Foto: Walter Firmo/ Vivência Caiçara – Centro Cultural Sesc Paraty
Nessas andanças pelo litoral de São Paulo e Rio de Janeiro, aos poucos estou conhecendo mais povo e a cultura caiçara. Quando eu sabia pouco ou quase nada sobre do que se tratava também me faltava a consciência de que essa população fazia muito mais do que viver perto do mar. Além das belas paisagens (principalmente da Costa Verde entre Rio-SP), a cultura e os festejos dessa região possuem característica peculiares ligadas aos costumes religiosos, culinários e cotidianos cheios de encanto e diversidade. No caminho dessas viagens tive o privilégio e a sorte de encontrar (ou reencontrar) o músico Luís Perequê. Eu já conhecia seu trabalho mesmo antes de chegar pra essas bandas, mas ao conhecê-lo pessoalmente e saber mais sobre seus manifestos e ações culturais, achei necessário compartilhar essa conversa aqui no blog.

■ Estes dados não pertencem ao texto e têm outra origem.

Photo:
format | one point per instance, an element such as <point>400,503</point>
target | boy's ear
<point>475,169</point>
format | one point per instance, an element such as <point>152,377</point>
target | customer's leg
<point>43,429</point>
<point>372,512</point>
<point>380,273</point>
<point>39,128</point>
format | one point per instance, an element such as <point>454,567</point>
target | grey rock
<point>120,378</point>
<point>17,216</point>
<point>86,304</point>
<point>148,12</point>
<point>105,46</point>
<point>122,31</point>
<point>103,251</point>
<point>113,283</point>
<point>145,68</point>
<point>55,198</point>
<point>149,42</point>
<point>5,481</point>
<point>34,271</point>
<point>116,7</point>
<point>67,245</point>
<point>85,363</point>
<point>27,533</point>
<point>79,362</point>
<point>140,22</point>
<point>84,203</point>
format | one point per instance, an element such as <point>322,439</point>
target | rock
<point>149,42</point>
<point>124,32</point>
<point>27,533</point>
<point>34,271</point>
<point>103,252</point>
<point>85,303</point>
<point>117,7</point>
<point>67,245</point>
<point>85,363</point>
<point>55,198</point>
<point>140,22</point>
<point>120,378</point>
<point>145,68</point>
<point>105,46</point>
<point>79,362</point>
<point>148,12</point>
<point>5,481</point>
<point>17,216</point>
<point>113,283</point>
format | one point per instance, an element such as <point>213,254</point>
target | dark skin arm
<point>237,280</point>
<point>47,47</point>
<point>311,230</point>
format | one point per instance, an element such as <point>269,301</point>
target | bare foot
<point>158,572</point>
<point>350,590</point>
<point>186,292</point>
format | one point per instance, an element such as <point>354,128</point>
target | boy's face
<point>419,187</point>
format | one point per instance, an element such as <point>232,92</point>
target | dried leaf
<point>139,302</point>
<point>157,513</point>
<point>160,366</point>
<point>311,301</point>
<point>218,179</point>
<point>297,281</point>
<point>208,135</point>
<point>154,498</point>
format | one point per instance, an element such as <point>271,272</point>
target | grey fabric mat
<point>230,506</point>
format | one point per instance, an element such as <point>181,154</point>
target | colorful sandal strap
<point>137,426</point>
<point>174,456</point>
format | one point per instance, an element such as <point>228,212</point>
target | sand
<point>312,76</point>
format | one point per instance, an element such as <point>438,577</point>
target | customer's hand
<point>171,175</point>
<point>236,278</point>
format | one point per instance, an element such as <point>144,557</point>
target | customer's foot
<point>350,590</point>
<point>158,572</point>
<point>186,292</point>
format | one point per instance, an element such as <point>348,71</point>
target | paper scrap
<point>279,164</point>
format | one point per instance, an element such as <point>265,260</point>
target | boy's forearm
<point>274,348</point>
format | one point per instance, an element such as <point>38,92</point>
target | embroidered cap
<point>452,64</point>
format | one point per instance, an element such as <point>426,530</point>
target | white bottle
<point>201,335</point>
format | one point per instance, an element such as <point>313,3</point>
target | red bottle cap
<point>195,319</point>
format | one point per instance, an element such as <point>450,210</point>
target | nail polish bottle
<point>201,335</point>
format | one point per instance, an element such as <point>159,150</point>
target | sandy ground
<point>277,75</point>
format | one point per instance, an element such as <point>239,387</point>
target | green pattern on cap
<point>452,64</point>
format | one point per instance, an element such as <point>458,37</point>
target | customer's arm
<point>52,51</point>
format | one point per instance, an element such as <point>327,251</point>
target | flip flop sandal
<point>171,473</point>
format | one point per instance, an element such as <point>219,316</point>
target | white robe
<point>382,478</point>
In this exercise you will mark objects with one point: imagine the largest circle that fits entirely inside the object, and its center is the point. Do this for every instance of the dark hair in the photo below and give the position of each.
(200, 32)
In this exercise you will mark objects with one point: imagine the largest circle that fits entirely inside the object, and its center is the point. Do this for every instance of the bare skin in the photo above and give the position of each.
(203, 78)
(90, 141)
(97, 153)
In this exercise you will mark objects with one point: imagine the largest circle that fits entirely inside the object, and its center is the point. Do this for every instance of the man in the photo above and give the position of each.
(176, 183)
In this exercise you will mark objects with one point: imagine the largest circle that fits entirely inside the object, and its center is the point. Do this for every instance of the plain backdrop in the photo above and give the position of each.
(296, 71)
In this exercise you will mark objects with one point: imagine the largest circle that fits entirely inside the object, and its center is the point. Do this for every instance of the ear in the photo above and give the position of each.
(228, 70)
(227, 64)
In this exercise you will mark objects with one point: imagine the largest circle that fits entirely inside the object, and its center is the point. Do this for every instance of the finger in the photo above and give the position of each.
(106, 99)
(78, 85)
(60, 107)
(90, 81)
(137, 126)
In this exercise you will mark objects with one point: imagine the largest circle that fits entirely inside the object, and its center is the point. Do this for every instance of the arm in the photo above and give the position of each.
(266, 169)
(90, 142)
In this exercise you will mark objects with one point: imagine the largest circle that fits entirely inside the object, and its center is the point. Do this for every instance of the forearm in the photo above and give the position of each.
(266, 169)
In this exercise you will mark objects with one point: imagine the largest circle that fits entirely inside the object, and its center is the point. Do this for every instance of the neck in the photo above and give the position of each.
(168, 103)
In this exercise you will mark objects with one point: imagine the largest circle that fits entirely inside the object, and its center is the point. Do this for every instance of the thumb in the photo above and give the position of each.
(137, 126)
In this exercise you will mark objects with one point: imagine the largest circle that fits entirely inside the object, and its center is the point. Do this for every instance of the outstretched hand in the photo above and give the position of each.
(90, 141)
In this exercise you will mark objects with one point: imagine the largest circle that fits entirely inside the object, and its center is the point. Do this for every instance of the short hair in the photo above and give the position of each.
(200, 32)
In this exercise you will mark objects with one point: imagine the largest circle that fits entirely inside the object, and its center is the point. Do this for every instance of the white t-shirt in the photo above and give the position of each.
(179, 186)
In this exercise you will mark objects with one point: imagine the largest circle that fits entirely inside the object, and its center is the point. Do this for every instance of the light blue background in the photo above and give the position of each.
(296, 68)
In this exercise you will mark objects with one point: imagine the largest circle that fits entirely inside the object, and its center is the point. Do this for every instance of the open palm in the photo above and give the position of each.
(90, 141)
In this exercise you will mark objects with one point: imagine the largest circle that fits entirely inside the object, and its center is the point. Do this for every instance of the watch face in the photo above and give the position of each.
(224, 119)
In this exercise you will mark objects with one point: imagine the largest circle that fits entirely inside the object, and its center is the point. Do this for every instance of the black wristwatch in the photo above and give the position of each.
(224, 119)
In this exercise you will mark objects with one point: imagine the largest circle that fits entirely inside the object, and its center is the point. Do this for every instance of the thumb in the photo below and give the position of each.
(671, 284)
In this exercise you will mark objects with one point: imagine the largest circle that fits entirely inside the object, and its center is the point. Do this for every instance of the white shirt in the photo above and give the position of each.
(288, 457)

Ele é nascido em Paraty, cidade cheia de belezas naturais que infelizmente vive hoje sob a maquiagem do turismo cultural de luxo que deixa as comunidades caiçara à margem de todo o glamour de um centro histórico fotogênico. Perequê começou um trabalho chamado “Defeso Cultural” com o objetivo de lutar pela promoção e resgate das culturas tradicionais de sua região. Sua inspiração também está fundamentada na necessidade de mostrar ao povo caiçara quão rica e diversa são as manifestações produzidas por eles, bem como a importância de guardar tais tradições. Segue um trecho dessa conversa transcrita e logo abaixo uma música que canta e encanta o dia a dia do povo que vive entre o mar e a Mata Atlântica.
“A passagem da Rio-Santos é o grande marco que divide a história da região e todo meu trabalho de música foi muito dedicado às questões ambientais. Participo bastante dos movimentos culturais, da tradição dessa região, toda minha influencia está firmada junto aos cirandeiros e batuqueiros.

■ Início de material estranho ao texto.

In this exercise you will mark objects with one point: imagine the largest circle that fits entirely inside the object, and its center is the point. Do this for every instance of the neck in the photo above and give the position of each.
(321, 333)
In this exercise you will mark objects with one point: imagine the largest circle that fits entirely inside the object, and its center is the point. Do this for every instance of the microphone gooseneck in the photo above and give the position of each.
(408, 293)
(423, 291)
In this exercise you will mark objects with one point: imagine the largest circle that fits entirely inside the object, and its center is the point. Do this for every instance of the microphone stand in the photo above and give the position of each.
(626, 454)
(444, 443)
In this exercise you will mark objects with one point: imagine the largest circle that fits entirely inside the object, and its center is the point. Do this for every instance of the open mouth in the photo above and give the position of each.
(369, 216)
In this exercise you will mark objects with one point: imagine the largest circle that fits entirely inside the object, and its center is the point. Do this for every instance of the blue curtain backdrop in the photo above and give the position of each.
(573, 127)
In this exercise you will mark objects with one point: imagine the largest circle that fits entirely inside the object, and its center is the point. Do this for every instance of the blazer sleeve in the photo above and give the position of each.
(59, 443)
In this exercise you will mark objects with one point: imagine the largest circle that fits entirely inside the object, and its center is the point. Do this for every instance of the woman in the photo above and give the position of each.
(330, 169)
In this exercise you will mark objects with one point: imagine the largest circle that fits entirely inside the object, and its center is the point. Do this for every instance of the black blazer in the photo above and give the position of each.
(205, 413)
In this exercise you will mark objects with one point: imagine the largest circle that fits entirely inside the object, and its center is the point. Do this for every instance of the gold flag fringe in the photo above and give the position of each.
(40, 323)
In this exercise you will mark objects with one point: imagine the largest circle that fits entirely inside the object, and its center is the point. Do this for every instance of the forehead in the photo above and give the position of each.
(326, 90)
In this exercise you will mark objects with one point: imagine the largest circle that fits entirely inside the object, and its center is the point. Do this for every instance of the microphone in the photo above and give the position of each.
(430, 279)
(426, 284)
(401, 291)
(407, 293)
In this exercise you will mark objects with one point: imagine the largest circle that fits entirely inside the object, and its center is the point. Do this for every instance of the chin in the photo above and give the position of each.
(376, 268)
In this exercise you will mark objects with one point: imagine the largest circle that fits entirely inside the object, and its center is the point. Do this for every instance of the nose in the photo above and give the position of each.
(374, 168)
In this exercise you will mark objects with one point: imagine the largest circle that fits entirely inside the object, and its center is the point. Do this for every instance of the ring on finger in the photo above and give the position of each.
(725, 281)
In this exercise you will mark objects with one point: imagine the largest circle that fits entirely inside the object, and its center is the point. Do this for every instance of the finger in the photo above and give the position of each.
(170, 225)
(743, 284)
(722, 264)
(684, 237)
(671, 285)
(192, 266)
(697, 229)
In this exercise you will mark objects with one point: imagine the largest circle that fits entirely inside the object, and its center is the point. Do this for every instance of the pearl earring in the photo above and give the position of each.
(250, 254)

A questão da cultura caiçara anda junto ao tema do meio ambiente. E eu tenho certeza e sempre digo que se ainda tem mata, é por que esse povo viveu aqui 300 anos e as matas ficaram preservadas então eu acho que hoje há equívocos em relação as unidades de conservação, que é tirar algumas famílias, esvaziar alguns lugares, é meio bobo.
Porque no fundo o homem que usa a natureza com essa sabedoria toda faz parte da preservação. Essa cultura acontece em cima desse território, com o homem da costeira, o homem que planta e pesca, isso é a cultura caiçara. O cara que tira uma cacheta e faz uma rabeca e toca sua música, faz sua festa. E essa integração da cultura caiçara com o mar e a Mata Atlântica nunca prejudicou, pelo contrário, deveria ser cada vez mais usada na questão da preservação ambiental.

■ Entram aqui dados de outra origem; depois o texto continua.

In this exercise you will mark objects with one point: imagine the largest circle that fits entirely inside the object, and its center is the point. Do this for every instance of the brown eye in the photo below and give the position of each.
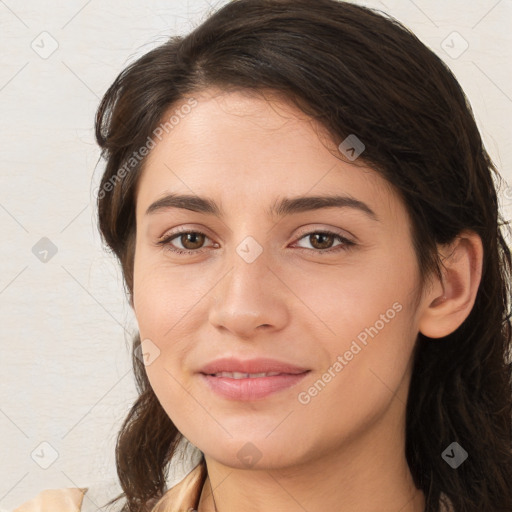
(192, 240)
(321, 240)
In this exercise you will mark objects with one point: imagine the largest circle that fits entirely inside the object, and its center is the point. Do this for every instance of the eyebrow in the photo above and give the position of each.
(280, 208)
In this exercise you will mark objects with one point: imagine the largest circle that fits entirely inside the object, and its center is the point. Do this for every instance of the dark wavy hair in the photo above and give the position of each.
(356, 71)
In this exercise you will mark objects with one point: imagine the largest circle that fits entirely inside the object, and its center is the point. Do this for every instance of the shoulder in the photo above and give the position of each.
(55, 500)
(184, 496)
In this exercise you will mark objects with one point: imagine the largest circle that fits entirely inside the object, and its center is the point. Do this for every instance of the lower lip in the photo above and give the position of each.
(251, 388)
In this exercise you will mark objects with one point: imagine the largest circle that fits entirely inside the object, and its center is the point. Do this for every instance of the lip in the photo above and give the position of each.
(255, 388)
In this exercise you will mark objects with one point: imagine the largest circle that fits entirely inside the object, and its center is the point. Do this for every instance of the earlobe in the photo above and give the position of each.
(450, 302)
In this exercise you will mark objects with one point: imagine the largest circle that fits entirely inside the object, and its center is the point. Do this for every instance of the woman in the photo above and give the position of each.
(308, 227)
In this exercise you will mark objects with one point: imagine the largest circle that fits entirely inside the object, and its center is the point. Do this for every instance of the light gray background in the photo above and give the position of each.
(65, 323)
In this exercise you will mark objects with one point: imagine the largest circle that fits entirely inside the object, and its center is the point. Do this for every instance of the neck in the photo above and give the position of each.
(366, 475)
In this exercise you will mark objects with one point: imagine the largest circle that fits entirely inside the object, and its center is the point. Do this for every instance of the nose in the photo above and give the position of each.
(249, 299)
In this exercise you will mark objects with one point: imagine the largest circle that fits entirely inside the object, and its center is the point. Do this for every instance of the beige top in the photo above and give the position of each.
(183, 497)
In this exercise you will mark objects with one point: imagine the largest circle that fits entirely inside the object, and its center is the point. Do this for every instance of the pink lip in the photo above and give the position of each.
(260, 365)
(251, 388)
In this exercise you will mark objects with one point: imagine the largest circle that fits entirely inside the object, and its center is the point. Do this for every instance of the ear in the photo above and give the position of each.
(450, 302)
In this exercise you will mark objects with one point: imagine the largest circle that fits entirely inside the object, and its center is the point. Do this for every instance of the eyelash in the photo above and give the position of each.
(344, 246)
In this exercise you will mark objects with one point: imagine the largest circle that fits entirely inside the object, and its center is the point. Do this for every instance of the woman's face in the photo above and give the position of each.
(262, 280)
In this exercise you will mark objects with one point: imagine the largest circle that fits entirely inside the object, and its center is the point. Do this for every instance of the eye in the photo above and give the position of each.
(192, 242)
(323, 240)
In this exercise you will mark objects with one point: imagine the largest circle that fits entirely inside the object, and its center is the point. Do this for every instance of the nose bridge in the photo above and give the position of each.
(245, 298)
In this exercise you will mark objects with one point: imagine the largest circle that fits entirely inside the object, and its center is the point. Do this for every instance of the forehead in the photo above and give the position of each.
(247, 150)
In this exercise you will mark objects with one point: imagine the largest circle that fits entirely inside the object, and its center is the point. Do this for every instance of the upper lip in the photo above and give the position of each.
(260, 365)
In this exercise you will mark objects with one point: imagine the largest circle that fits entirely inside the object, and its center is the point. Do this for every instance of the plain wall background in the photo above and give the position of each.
(65, 323)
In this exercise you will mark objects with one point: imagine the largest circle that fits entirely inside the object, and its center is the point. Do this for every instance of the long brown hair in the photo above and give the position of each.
(356, 71)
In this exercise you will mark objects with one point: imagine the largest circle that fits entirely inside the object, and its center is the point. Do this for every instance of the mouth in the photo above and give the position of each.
(243, 387)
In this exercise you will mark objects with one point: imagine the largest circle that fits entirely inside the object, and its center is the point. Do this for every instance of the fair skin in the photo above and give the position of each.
(344, 449)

A Educação é algo muito amplo e precisa estar em tudo. É o pilar. Precisamos voltar o olhar para nossa casa. É fundamental que a criança saiba o valor que tem o avô dele dançando aquela manifestação. E nesse sentido, a educação é o caminho perfeito, quando você fortalece o seu universo, a sua cultura, está apto a receber qualquer cultura que não vai ferir a sua. Agora quando sua cultura está enfraquecida, é preciso cuidado com isso porque vivemos em lugares de uma grande população flutuante por conta do turismo. Toda hora chega muita informação e se você não faz a manutenção nos seus hábitos, nos ritos e crenças, com certeza a cultura pode se perder. A cultura é o resultado da convivência, se a gente não convive, não a geramos cultura.
Tem coisa que é particular, que é da sua região, que é da cara do seu povo, da alma do seu lugar. E isso deveria ser ensinado não como cultura geral, mas te ajudar a entender você e o seu entorno dentro desse corpo cultural brasileiro. Quando você tem essa noção, você se valoriza, valoriza os movimentos que há por perto, entende você quanto família, quanto bairro, quanto cidade e quanto país. Isso é identidade cultural.”